Oceana welcomes new rules for amended Fisheries Code

Press Release Date: September 25, 2015



Anna Baxter | email: abaxter@oceana.org
Anna Baxter

Agriculture Secretary Proceso Alcala signed the implementing rules and regulations for the amended Fisheries Code on Wednesday, September 23, one week after the Bureau of Fisheries and Aquatic Resources (BFAR) completed its work.

“This is a positive development in trying to save what is left of Philippine fisheries,” said Gloria Estenzo Ramos, Vice President for Oceana Philippines. “We hope that the BFAR continues with its holistic approach in helping our fisheries recover.”

The new rules require a satellite-based tracking system, called a vessel monitoring system (VMS), for all commercial fishing boats weighing 30 tons and up within the next four years.

Once the rules become effective, the schedule for the VMSM to be applied to boats operating in Philippine waters is as follows:

Above 200 gross tons (GT) – within six months

150 to 200 GT – within one year

100 to 149 GT – within two years

50 to 99 GT – within three years

30 to 49 GT – within four years

The rules also stipulate that within one year, BFAR shall determine the appropriate Vessel Monitoring Measures (VMM) for tracking commercial vessels below 3.1 to 30 gross tons.

“The provision on vessel monitoring is definitely a step in the right direction, as it can help ensure that commercial vessels are fishing in their designated areas,” Ramos said.

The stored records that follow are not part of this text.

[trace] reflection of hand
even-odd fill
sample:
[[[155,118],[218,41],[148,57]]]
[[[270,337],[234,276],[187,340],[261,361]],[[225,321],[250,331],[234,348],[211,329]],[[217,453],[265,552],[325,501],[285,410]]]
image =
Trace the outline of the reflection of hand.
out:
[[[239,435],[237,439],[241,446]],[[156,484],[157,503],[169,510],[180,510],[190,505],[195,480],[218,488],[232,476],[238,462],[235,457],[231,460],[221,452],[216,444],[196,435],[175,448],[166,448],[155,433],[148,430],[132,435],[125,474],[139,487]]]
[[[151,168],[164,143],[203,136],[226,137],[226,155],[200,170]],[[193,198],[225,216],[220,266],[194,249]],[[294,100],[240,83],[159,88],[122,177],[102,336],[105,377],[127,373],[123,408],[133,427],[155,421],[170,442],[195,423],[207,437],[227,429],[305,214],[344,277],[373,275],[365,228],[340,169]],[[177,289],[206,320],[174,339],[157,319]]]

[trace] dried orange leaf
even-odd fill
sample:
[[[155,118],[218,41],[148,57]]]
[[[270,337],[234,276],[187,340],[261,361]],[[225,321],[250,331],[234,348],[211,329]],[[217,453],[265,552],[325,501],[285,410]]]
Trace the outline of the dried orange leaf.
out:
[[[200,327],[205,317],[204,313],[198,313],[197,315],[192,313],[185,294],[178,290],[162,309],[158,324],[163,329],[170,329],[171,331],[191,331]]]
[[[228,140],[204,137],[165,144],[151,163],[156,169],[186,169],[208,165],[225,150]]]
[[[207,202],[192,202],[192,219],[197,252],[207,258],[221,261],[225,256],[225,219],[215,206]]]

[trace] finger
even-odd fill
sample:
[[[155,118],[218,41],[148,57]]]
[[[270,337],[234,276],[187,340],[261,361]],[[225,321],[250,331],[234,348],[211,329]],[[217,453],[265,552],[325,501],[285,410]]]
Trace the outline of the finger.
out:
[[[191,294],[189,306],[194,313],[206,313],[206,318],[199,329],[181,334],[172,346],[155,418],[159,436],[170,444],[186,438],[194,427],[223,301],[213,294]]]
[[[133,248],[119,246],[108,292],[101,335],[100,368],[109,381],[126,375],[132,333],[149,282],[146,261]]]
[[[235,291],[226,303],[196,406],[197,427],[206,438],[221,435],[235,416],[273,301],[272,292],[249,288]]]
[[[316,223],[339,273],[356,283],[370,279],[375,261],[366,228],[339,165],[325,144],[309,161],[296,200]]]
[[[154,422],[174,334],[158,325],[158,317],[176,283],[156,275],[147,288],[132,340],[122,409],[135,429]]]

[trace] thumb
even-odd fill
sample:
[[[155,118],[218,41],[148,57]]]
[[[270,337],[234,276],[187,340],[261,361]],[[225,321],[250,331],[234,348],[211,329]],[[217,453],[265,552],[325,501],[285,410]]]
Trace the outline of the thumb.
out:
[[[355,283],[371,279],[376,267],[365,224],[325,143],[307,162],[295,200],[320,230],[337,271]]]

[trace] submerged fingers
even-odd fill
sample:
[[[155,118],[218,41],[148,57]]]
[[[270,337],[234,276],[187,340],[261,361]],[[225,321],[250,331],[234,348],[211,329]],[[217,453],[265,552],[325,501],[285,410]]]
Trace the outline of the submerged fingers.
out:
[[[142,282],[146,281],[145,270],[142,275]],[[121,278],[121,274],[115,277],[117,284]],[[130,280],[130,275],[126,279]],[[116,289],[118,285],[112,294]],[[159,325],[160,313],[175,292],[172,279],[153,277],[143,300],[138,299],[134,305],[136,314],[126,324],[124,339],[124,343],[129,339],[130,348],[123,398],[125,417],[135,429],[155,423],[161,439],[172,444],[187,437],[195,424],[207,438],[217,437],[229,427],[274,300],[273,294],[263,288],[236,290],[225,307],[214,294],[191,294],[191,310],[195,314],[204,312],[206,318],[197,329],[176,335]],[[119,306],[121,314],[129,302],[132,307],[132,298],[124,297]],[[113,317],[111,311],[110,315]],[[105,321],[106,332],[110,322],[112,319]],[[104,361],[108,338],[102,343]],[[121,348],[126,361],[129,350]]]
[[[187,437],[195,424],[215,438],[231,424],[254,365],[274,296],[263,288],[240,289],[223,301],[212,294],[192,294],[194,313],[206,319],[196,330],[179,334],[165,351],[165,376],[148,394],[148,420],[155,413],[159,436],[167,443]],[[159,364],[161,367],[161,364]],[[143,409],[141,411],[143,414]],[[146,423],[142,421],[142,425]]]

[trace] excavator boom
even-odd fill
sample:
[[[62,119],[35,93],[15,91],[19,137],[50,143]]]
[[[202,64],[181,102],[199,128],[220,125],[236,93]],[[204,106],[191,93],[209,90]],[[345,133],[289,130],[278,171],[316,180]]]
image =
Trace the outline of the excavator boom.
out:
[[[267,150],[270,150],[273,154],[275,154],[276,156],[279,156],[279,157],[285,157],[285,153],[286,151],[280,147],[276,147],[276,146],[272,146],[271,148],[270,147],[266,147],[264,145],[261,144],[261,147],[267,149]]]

Licensing of fishing vessels

To improve registration of boats, BFAR also created a Fishing Vessel Electronic Licensing System that would centralize data.

Furthermore, the agency adopted an ecosystems-based approach in fisheries management.

Ramos welcomed this development, and stressed that “commercial fishing vessel gear licenses should be based on scientific principles rather than just maximizing yields.”

She said there is a need to monitor the enforcement of the amended law, especially in prioritizing access for municipal fishers.  Artisanal fishers, considered as the “poorest of the poor,” have complained of competition from illegal commercial fishing allowed in their traditional fishing grounds.

Ramos adds that “The new rules may not be perfect, but they provide stronger mechanisms and remedies for authorities and citizens alike  hope for long term sustainable fisheries.”